Updated: May 18, 2022
Sunday, April 19th 2020.
My entire life changed on that day. There are no words to express the profound change that brought me to my knees on that day.
My name is Dalena. I am a mom, a daughter, a niece, an auntie, a sister, a granddaughter, and on that day I became a parent of an overdose victim. She is my baby girl, she is my heart, my soul. She's gone. Just gone. But why? How did this happen? This is not what we had planned. She is supposed to be coming home tomorrow. We have plans. She's not supposed to be in that body bag or in that truck on the way to the morgue. But wait, I need to touch her, to talk to her, please! Why won't they let me see her? She just needs to hear my voice then it will be okay. Please.

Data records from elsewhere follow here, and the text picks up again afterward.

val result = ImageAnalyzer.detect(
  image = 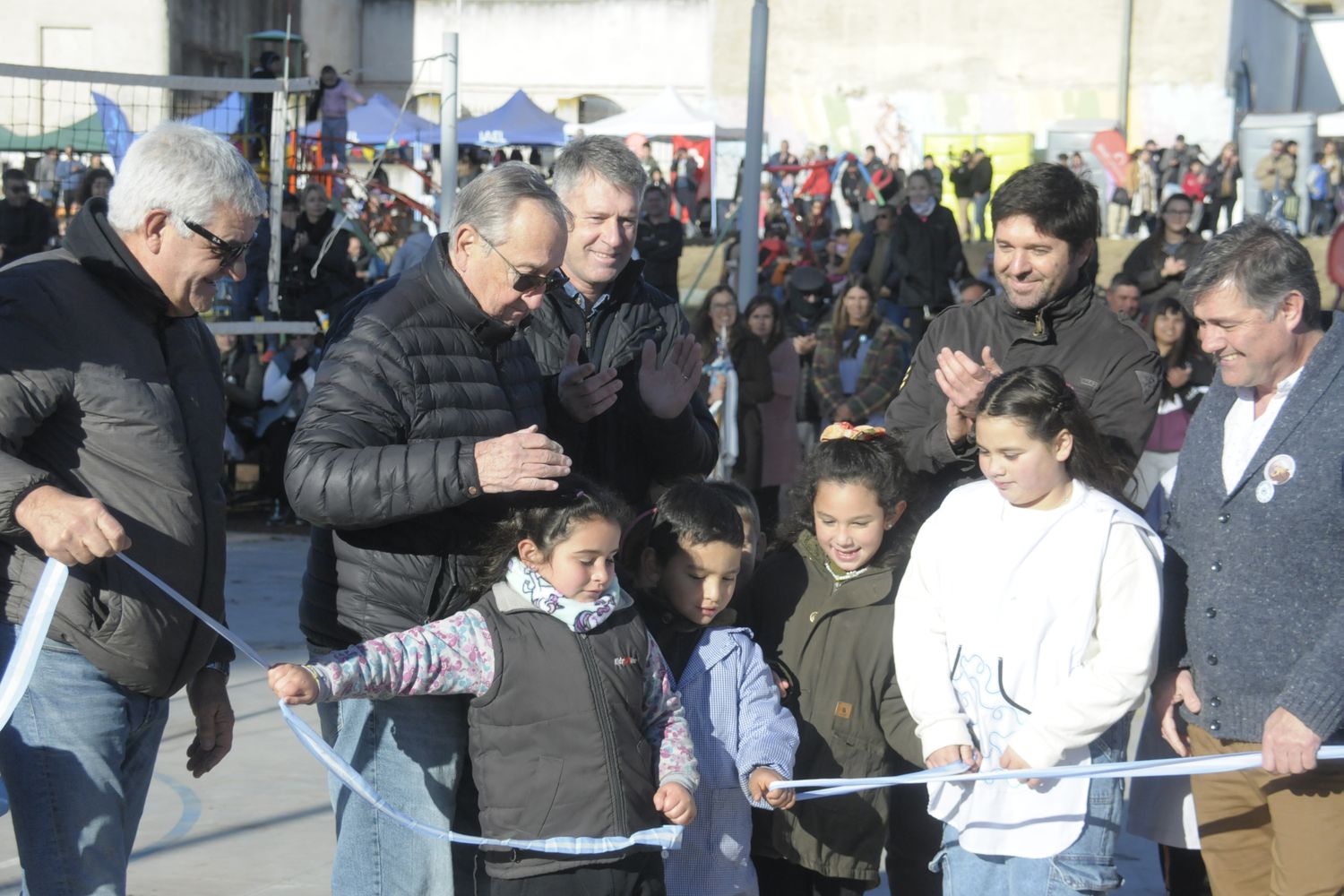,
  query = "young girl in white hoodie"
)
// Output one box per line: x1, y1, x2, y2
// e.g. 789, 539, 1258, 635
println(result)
894, 366, 1161, 895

Sunday, April 19th 2020 my baby girl Emma Elizabeth Christen, born December 3rd, 1998, died of an overdose related to Fentanyl. No one can prepare a parent for this pain, this loss. No one can prepare you for the phone calls you have to make to your other children, her brothers and sisters. How do you even say it out loud? But you must.
Had I known what I know now, I would have sent Emma out the door educated and prepared to save her own life or maybe someone else's. Emma would have had Narcan and test strips when she left the house the Friday before. Emma is a bright and shining star in life and death, and I hope that in our story of overdose we can save some lives and some parents and families from having to go through what we have. Please, from one parent to another, I only ask you to educate yourselves and your babies about the dangers of Fentanyl. It is real and yes it could be you and your kids, and it's permanent. Death. Loss. Devastatingly life-changing.
When it comes to matters of the heart there is no right or wrong. Every choice you make expands your understanding of life and love.
Cure the Convo.
Education and Narcan are free! Funerals and losing your child or a loved one are not!